Erick Wilson began going to a YMCA sleep-away camp when he was 10. Now, he takes his 14-year-old daughter Ericka and his wife, too. Pictures of family memories from camp decorate their living room walls.

But the Wilsons may have attended the YMCA camp for the last time.

The YMCA of Greater New York announced Monday it is closing three camps upstate — Talcott, McAlister and Greenkill in Huguenot, Orange County — because of a $100 million revenue shortfall, a result of the pandemic.

What You Need To Know

  • The YMCA is selling its campgrounds for Greenkill, McAllister and Talcott after suffering a revenue loss of $100 million due to the pandemic

  • Erick Wilson has gone to camp since he was ten and now brings his daughter

  • The YMCA said in a statement, "This painful decision was not made lightly. We truly wish circumstances were different."
  • Wilson said the camp molded him into the man he is today

"Camp is something that is super, super important to me from being a little kid and growing into a man and growing into being a dad, being able to take my daughter and to be able to make all of these creations,” Erick Wilson said, point to artwork he and his family have created over the years at the camp.

The camps provided an affordable summer getaway for generations of children, many of them Black and Hispanic, who otherwise would have been unable to leave the city. A separate Y program allows families like the Wilsons to attend camp together for long weekends. 

Now, camp alumni are trying to raise money through GoFundMe, and they've launched a petition drive on to stop the closure. 

The Y said in a statement, "This painful decision was not made lightly. We truly wish the circumstances were different."

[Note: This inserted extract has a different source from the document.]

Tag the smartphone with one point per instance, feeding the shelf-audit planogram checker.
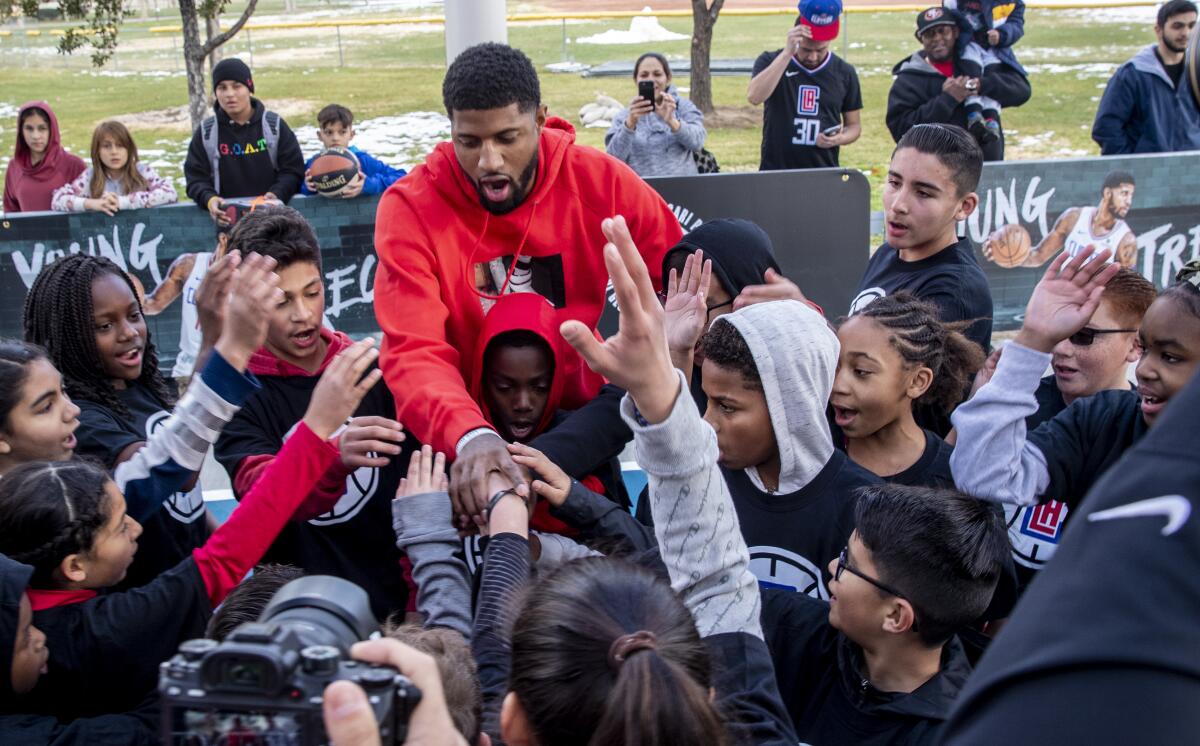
(646, 90)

The Wilsons have artwork and creations from camp all throughout their home and they say they are devastated at the thought that they may never go to camp ever again.

His daughter Ericka told us what it was like getting the news.

"I almost started crying on the spot. I didn't because I wasn't sure if I would be able to stop,” she said.

They hope the YMCA will reconsider.

"Camp taught me that there was more than beyond the city, there was nature out there, there were good, genuine people.  It's surreal. Like, I don't believe it. I can't believe they would take such a beautiful program that helps so many kids and so many people every year to come and recharge,” Erick Wilson said.

"There's got to be a way that we can save camp because this place is super special as far as molding and creating the kids of our future,” he added.